Saturday, January 28, 2012

Q & A: Blunted Cortisol Response to ACTH in a Dog with Suspected Addison's Disease

My patient is a 6.5-year old male neutered Belgian Malinois who has a history of weight loss and intermittent vomiting of 3-weeks duration.

A CBC and serum chemistry panel were both unremarkable, with normal serum sodium and potassium values. Abdominal ultrasonography was performed, which revealed a splenic mass. A splenectomy and liver biopsy were performed, which revealed a splenic hematoma and hepatopathy, thought to be secondary to Rimadyl (1). The drug has subsequently been discontinued with no improvement.

Today we did an ACTH stimulation test to rule out Addison's disease, using a dose of 2.2 U ACTH gel administered intramuscularly. The baseline cortisol value was 2.2 μg/dl (reference range, 1-4 μg/dl) and the 2-hour post-ACTH cortisol was 3.6 μg/dl (reference range, 6-20 μg/dl).

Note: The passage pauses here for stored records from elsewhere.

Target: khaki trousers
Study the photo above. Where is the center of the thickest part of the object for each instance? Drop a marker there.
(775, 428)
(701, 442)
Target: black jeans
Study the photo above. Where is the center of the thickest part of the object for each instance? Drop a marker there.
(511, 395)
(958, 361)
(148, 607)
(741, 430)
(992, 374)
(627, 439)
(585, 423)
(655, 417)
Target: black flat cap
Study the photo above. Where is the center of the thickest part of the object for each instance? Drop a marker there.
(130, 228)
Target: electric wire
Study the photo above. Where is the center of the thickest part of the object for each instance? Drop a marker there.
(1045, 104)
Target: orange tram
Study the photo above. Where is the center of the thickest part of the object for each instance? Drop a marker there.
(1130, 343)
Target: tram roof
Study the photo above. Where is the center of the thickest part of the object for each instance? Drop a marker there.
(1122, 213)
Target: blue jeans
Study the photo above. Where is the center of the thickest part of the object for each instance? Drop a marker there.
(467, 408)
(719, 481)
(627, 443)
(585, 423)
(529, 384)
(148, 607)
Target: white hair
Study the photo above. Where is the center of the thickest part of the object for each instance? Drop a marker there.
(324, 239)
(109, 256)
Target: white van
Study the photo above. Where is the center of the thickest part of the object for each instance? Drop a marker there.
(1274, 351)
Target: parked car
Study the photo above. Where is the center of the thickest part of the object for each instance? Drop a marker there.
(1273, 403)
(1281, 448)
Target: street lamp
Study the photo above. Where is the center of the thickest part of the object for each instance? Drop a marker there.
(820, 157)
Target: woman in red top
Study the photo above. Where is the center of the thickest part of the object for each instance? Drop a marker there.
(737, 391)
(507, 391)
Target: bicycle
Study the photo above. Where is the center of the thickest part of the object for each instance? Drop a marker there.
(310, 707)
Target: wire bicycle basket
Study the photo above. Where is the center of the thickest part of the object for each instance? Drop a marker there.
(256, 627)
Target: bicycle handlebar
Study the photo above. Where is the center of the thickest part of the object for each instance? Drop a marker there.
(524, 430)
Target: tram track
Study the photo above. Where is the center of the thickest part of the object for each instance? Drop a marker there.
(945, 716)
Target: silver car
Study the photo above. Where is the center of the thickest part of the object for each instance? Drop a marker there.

Is this subnormal cortisol response consistent with mild Addison's disease?

My Response:

This ACTH stimulation test completely rules out spontaneous hypoadrenocorticism (Addison's disease). Most dogs with primary, secondary, or atypical hypoadrenocorticism will have a low basal cortisol concentration (< 1 μg/dl) and all will have a baseline cortisol value that is less than 2 μg/dl (2-4).

After ACTH stimulation, dogs with hypoadrenocorticism tend not to have any cortisol response to ACTH stimulation, and post-ACTH cortisol values should never be greater than 2.5-3.0 μg/dl (see Figure below)

In many dogs, the blunted cortisol response, as seen in this dog, is either due to prior administration of glucocorticoid sometime in the last few weeks. However, in this dog, the likely cause for the subnormal cortisol response is the compounded ACTH preparation that you used.

In a study performed a few years ago (5), normal dogs were tested with cosyntropin (Cortrosyn, 5 μg/kg, IV) and 4 different compounded forms of ACTH (all manufacturers recommend a dose of 2.2 U/kg, IM).  For all 5 of the ACTH stimulation tests, samples for cortisol analysis were collected before and 1 and 2 hours after ACTH injection.

After administration of the 4 forms of compounded ACTH, the time to reach peak cortisol concentrations varied, with some dogs showing the maximal cortisol value at 1 hour and others having peak cortisol concentrations at 2 hours.With 2 of the 4 products, serum cortisol concentration returned to baseline values by 2 hours in many of the dogs.

Thus, due to variability in duration of cortisol response after injection of the compounded ACTH products, the investigators recommend that we need to collect several post-ACTH samples for cortisol analysis after administration of a compounded ACTH preparation to ensure that we detect the peak cortisol response. At the minimum, we recommend collecting samples at 1 and 2 hours following injection.

Because of this variability in cortisol stimulation, I'm not a fan of using compounded ACTH preparations. I would rather use low-dose Cortrosyn (6) and collect only one post-ACTH blood sample at 1-hour and be assured that will produce the maximal cortisol response at that time.

  1. MacPhail CM, Lappin MR, Meyer DJ, et al. Hepatocellular toxicosis associated with administration of carprofen in 21 dogs. Journal of the American Veterinary Medical Association 1998; 212: 1895-1901.
  2. Lifton SJ, King LG, Zerbe CA. Glucocorticoid deficient hypoadrenocorticism in dogs: 18 cases (1986-1995). Journal of the American Veterinary Medical Association 1996;15;209:2076-2081. 
  3. Cook AK, Bond KG. Evaluation of the use of baseline cortisol concentration as a monitoring tool for dogs receiving trilostane as a treatment for hyperadrenocorticism. Journal of the American Veterinary Medical Association 2010;237:801-805.
  4. Klein SC, Peterson ME. Canine hypoadrenocorticism: part II. Canadian Veterinary Journal 2010;51:179-184.
  5. Kemppainen RJ, Behrend EN, Busch KA. Use of compounded adrenocorticotropic hormone (ACTH) for adrenal function testing in dogs. Journal of the American Animal Hospital Association 2005;41:368-372. 
  6. Martin LG, Behrend EN, Mealey KL, et al.  Effect of low doses of cosyntropin on serum cortisol concentrations in clinically normal dogs. Journal of the American Veterinary Medical Association 2007;230:555-560.